During the consumer's visit to the provider in mid-August 1997, he did an ultrasound of the consumer's uterus, ovaries and cervix. Ultrasound is not a recognised method of assessment for cervical cancer. Whilst there might be some detectable distortion of cervical shape in large tumours the specificity is very low. Additionally, there is little published data on ultrasound treatment in relation to cervical cancer. In my opinion the provider should not have relied on ultrasound as the only method of examination of the consumer.
Laser Cone Biopsy
A laser cone biopsy is aimed at establishing a clear diagnosis when a colposcopy and/or biopsy have proved inconclusive. However, the consumer's diagnosis had already been clearly established and the cone biopsy was unnecessary and ultimately counter-productive given the dangerous haemorrhage which resulted in a simple (rather than radical) hysterectomy. A cone biopsy is insufficient to eradicate the disease surgically, and the absence of the uterus complicates the application of radiotherapy and may possibly undermine its value. In my opinion, the consumer's laser cone biopsy, performed by the provider in mid-January 1998, was unnecessary.
Referral to Oncology Unit
The provider did not immediately refer the consumer to the hospital in the other city. In my opinion, the provider's failure to make this referral until one month after the biopsy was unacceptable.

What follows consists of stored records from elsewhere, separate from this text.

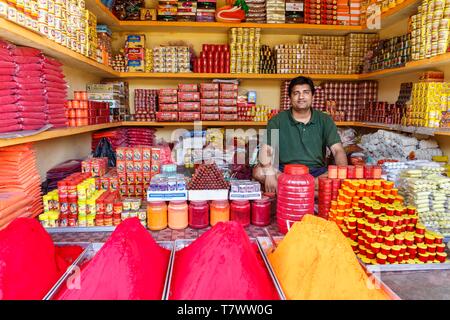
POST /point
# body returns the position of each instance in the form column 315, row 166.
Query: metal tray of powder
column 86, row 246
column 266, row 246
column 87, row 255
column 183, row 243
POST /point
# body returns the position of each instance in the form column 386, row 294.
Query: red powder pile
column 129, row 266
column 29, row 263
column 222, row 264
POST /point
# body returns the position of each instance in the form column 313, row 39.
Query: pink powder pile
column 129, row 266
column 29, row 262
column 222, row 264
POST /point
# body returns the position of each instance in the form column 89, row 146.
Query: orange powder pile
column 315, row 261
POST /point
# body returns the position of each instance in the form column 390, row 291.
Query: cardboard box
column 153, row 196
column 221, row 194
column 136, row 65
column 136, row 41
column 135, row 53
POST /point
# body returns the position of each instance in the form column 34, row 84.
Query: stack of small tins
column 351, row 98
column 285, row 102
column 328, row 187
column 430, row 30
column 383, row 112
column 145, row 103
column 321, row 12
column 267, row 60
column 214, row 58
column 188, row 102
column 245, row 44
column 356, row 47
column 391, row 53
column 228, row 101
column 135, row 167
column 381, row 229
column 81, row 112
column 209, row 102
column 319, row 99
column 167, row 105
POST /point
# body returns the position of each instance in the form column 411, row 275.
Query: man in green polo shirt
column 298, row 136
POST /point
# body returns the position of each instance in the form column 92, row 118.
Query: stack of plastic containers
column 60, row 172
column 295, row 195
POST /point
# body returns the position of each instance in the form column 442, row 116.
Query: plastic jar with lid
column 295, row 195
column 261, row 210
column 90, row 220
column 82, row 221
column 240, row 212
column 219, row 211
column 178, row 215
column 157, row 215
column 53, row 219
column 273, row 202
column 43, row 219
column 198, row 214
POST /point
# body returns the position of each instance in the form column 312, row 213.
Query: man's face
column 301, row 97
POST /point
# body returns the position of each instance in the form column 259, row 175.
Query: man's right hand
column 271, row 183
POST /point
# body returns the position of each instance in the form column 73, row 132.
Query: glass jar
column 178, row 215
column 198, row 214
column 240, row 212
column 261, row 210
column 295, row 196
column 219, row 211
column 43, row 219
column 157, row 215
column 273, row 202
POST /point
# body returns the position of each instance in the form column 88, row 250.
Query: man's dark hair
column 301, row 80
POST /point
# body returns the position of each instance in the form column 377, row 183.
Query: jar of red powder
column 178, row 216
column 219, row 211
column 99, row 220
column 273, row 202
column 72, row 220
column 157, row 215
column 198, row 214
column 261, row 212
column 240, row 212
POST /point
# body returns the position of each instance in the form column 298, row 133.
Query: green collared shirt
column 303, row 143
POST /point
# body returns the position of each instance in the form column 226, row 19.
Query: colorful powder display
column 315, row 261
column 221, row 264
column 129, row 266
column 29, row 262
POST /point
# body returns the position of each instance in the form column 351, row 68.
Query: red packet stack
column 13, row 205
column 30, row 89
column 55, row 91
column 18, row 172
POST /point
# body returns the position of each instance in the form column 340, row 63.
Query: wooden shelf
column 404, row 10
column 412, row 66
column 220, row 27
column 103, row 14
column 22, row 36
column 253, row 76
column 56, row 133
column 191, row 124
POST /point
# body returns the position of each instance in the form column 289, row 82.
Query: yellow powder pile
column 315, row 261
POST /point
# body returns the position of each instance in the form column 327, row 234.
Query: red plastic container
column 198, row 214
column 261, row 212
column 295, row 195
column 240, row 212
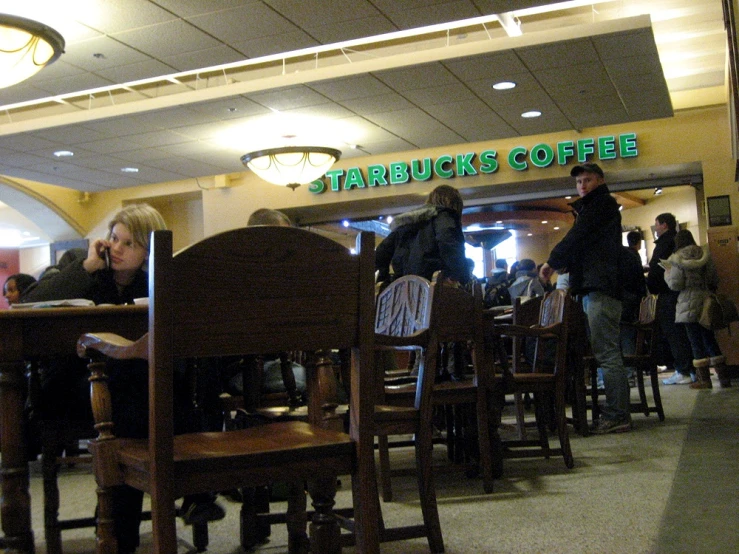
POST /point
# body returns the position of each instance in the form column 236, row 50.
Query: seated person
column 527, row 282
column 15, row 286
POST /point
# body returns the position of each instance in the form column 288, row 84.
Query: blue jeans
column 603, row 314
column 702, row 341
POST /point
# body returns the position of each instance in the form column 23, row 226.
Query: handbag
column 718, row 312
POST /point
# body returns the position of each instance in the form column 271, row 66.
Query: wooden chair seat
column 545, row 379
column 215, row 299
column 264, row 448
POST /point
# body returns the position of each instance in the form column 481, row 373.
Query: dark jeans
column 674, row 334
column 702, row 341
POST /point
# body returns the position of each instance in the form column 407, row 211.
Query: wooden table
column 25, row 335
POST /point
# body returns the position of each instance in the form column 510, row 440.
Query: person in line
column 15, row 286
column 546, row 281
column 590, row 252
column 690, row 271
column 426, row 240
column 500, row 273
column 674, row 336
column 527, row 283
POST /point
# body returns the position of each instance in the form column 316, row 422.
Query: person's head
column 633, row 239
column 664, row 222
column 683, row 238
column 15, row 285
column 446, row 196
column 265, row 216
column 128, row 234
column 588, row 177
column 528, row 266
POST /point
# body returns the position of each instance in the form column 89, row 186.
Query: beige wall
column 694, row 135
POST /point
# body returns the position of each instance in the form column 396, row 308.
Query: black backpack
column 497, row 295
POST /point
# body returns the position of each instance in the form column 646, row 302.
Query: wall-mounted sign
column 719, row 211
column 448, row 166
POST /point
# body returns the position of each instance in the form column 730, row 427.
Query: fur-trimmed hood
column 419, row 215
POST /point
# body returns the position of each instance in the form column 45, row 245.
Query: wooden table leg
column 15, row 502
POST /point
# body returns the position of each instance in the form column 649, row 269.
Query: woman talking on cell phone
column 114, row 270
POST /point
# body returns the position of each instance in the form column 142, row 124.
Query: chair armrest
column 520, row 331
column 113, row 346
column 419, row 338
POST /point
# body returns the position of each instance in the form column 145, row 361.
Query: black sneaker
column 604, row 426
column 203, row 512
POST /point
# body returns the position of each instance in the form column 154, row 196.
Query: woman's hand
column 96, row 256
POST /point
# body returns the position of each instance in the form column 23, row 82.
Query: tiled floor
column 669, row 487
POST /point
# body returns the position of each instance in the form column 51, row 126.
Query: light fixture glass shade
column 291, row 166
column 26, row 47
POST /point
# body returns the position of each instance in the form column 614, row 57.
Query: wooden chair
column 245, row 292
column 546, row 382
column 414, row 313
column 643, row 360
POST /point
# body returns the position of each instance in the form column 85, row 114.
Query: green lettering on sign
column 464, row 164
column 333, row 178
column 488, row 163
column 584, row 147
column 542, row 155
column 419, row 174
column 376, row 175
column 627, row 143
column 513, row 158
column 317, row 187
column 607, row 148
column 565, row 150
column 354, row 179
column 399, row 173
column 439, row 167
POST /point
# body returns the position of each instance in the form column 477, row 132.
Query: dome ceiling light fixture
column 291, row 166
column 26, row 47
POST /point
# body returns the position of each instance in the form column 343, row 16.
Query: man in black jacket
column 590, row 252
column 665, row 226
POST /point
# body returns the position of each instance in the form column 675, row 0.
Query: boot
column 703, row 374
column 717, row 363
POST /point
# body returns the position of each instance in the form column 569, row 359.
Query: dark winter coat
column 691, row 271
column 590, row 251
column 423, row 241
column 73, row 281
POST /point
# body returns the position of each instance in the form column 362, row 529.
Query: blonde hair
column 140, row 220
column 265, row 216
column 446, row 196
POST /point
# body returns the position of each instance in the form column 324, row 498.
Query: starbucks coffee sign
column 448, row 166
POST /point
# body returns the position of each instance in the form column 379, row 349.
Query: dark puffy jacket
column 590, row 251
column 423, row 241
column 664, row 246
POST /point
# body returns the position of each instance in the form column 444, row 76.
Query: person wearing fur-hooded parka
column 691, row 271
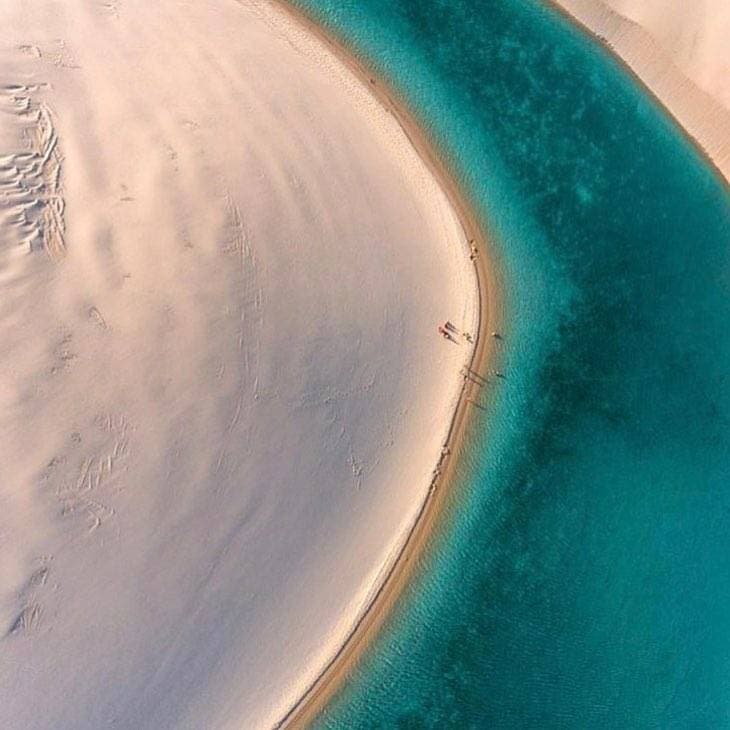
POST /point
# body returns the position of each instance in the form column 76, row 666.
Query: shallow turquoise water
column 583, row 578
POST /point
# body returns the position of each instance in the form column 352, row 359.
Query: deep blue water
column 582, row 578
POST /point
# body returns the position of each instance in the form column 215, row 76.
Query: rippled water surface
column 583, row 577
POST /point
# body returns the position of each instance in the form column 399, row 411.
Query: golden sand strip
column 473, row 392
column 334, row 674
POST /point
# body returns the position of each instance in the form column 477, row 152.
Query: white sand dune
column 222, row 391
column 681, row 50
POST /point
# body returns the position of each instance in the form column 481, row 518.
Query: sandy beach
column 225, row 258
column 473, row 396
column 681, row 57
column 679, row 51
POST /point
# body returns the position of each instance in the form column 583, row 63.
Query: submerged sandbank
column 680, row 53
column 224, row 263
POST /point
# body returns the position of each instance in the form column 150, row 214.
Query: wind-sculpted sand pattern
column 224, row 393
column 32, row 206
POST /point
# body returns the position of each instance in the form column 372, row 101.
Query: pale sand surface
column 222, row 392
column 474, row 397
column 681, row 51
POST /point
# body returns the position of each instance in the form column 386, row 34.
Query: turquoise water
column 583, row 577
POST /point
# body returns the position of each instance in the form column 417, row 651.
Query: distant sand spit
column 680, row 51
column 223, row 394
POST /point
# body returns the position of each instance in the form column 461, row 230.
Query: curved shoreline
column 490, row 316
column 674, row 95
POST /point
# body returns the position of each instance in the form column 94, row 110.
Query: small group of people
column 449, row 332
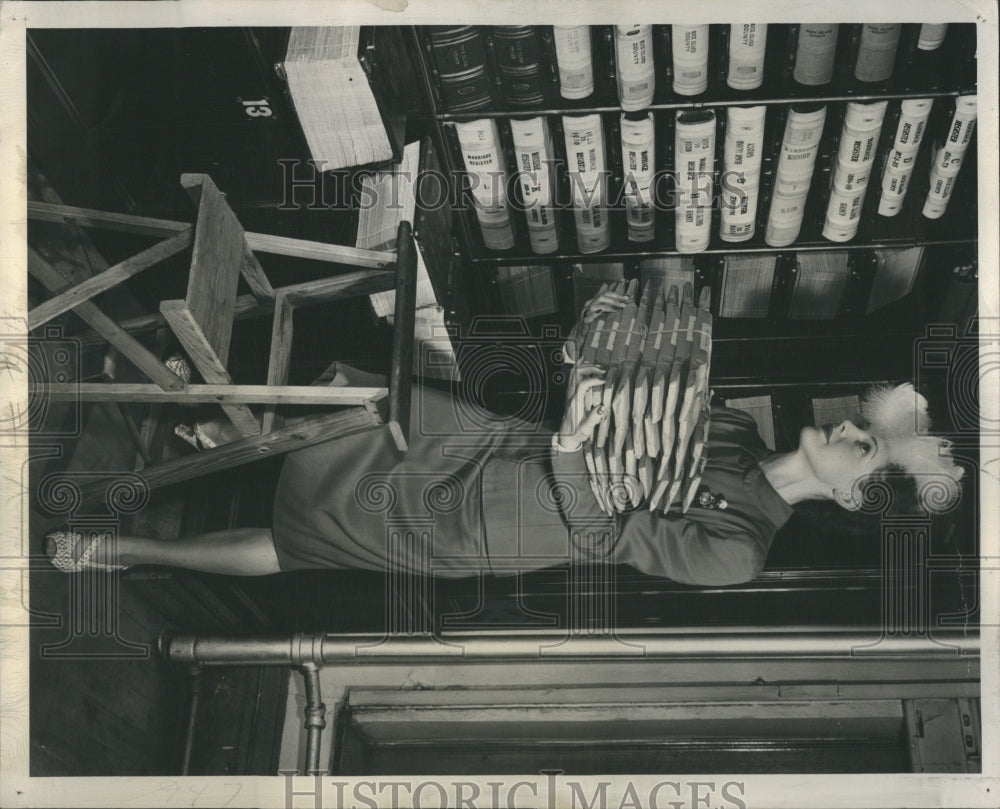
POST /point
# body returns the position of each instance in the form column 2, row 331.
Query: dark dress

I recommend the provider takes the following actions:
- Provides a written apology to the consumer for breaching Rights 4(1), 4(2), 4(3) and 4(4) of the Code of Health and Disability Services Consumers' Rights. This apology should be sent to the Commissioner, who will forward it to the consumer.
- Undertakes a medically approved refresher course in cervical cancer procedures and treatment following discussions with the Medical Council of New Zealand and the Royal New Zealand College of Obstetricians and Gynaecologists. Specific education should be undertaken in relation to the following areas:
- available options when treating and assessing a patient with cervical cancer;
- long term management of a patient with cervical cancer;
- the benefits of internal examinations;
- the benefits of a colposcopic examination;
- the advantages and disadvantages of laser cone biopsy treatment;
- awareness of all his duties under the Code
A copy of this opinion will be sent to the Medical Council of New Zealand who have been asked to undertake an immediate review of the provider's competence. A copy will also be sent to the Royal New Zealand College of Obstetricians and Gynaecologists who will be asked to suspend the provider's membership pending completion of the above.
I will refer this matter to the Director of Proceedings who will decide what action to take under Section 45 of the Health and Disability Commissioner Act 1994.